Giornata con il Teatro del Lemming: racconti dal palcoscenico e immersione nel mito con Ovidio e le “Metamorfosi”

PESCARA. Lo spettatore – il suo sentire, il suo ruolo, la sua forza all’interno di una rappresentazione – al centro della full immersion che la rassegna “Four generations – quattro generazioni di teatro di ricerca” del Florian Espace di Pescara propone nella giornata di oggi nello spazio off di via Valle Roveto.
Protagonista il Teatro del Lemming di Rovigo, che dall’inizio del suo percorso negli anni ’90 – fondata da Massimo Munaro e da Martino Ferrari – pone come perno della sua ricerca il rapporto con lo spettatore, con spettacoli per poche persone alla volta e con una relazione molto forte con gli interpreti.
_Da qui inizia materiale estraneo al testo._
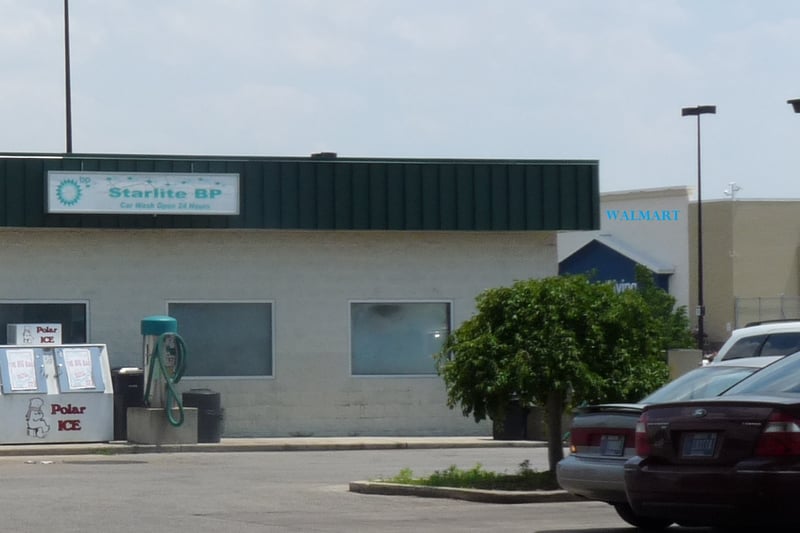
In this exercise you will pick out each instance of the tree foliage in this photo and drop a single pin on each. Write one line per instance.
(549, 341)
Nel menù la presentazione di un libro e uno spettacolo.
Si parte alle 18.30 con la presentazione del libro “La Tetralogia del Lemming. Il mito e lo spettatore” di Massimo Munaro (Il Ponte del Sale, Rovigo, 2021), in diretta streaming con gli autori. Il saggio raccoglie i testi e le testimonianze di quattro storici lavori del Teatro del Lemming: Edipo, Dioniso e Penteo, Amore e Psiche, Odisseo, più le due posfazioni alla Tetralogia, A Colono e L’Odissea dei Bambini. Il racconto – anche attraverso le posizioni articolate della critica, le lettere di tanti spettatori e i diari di lavoro degli autori – disegna un’avventura teatrale e umana fra le più singolari degli ultimi decenni. Al centro di questi lavori c’è la potenza sempre attuale del mito e c’è lo spettatore che, nel suo diretto coinvolgimento sensoriale, assume qui, per la prima volta anche in senso drammaturgico, il ruolo di protagonista. Si prosegue nella serata (numero limitato di spettatori in 4 turni secondo il seguente orario: 19.30, 20.15, 21, 21.45) con lo spettacolo “Metamorfosi - di forme mutate”, musiche, drammaturgia e regia di Massimo Munaro con Alessio Papa, Diana Ferrantini, Fiorella Tommasini, Katia Raguso, Marina Carluccio.
Liberamente ispirato alle “Metamorfosi” di Ovidio, lo spettacolo propone per ogni partecipante un’immersione intima e personale nello spazio del rito, del mito e del ricordo. Il lavoro prdelinea anche una possibile via d’accesso a un altro livello di realtà, dove si è posti all’incrocio fra il mondo dei vivi e il mondo dei morti.
È come se si precipitasse nel labirinto di una memoria a un tempo personale e archetipica. La distanza attore-spettatore mima qui quella distanza irricomponibile che ci separa da ciò che è stato e che non tornerà più. La materia si disfa, si decompone, si mescola. Tutto cambia e si trasforma. Le Metamorfosi cantate dal poeta sulmonese si specchiano, così, nelle tante metamorfosi attraversate da ciascuno di noi, in un continuo movimento fra morti e rinascite. Il tentatavo è quello di «costruire uno spazio rituale e misterico», si legge nelle note di regia,«nel quale opporre al fragore dei media il silenzio di un incontro, il fuoco di un’esperienza condivisa. Un incontro fra umani».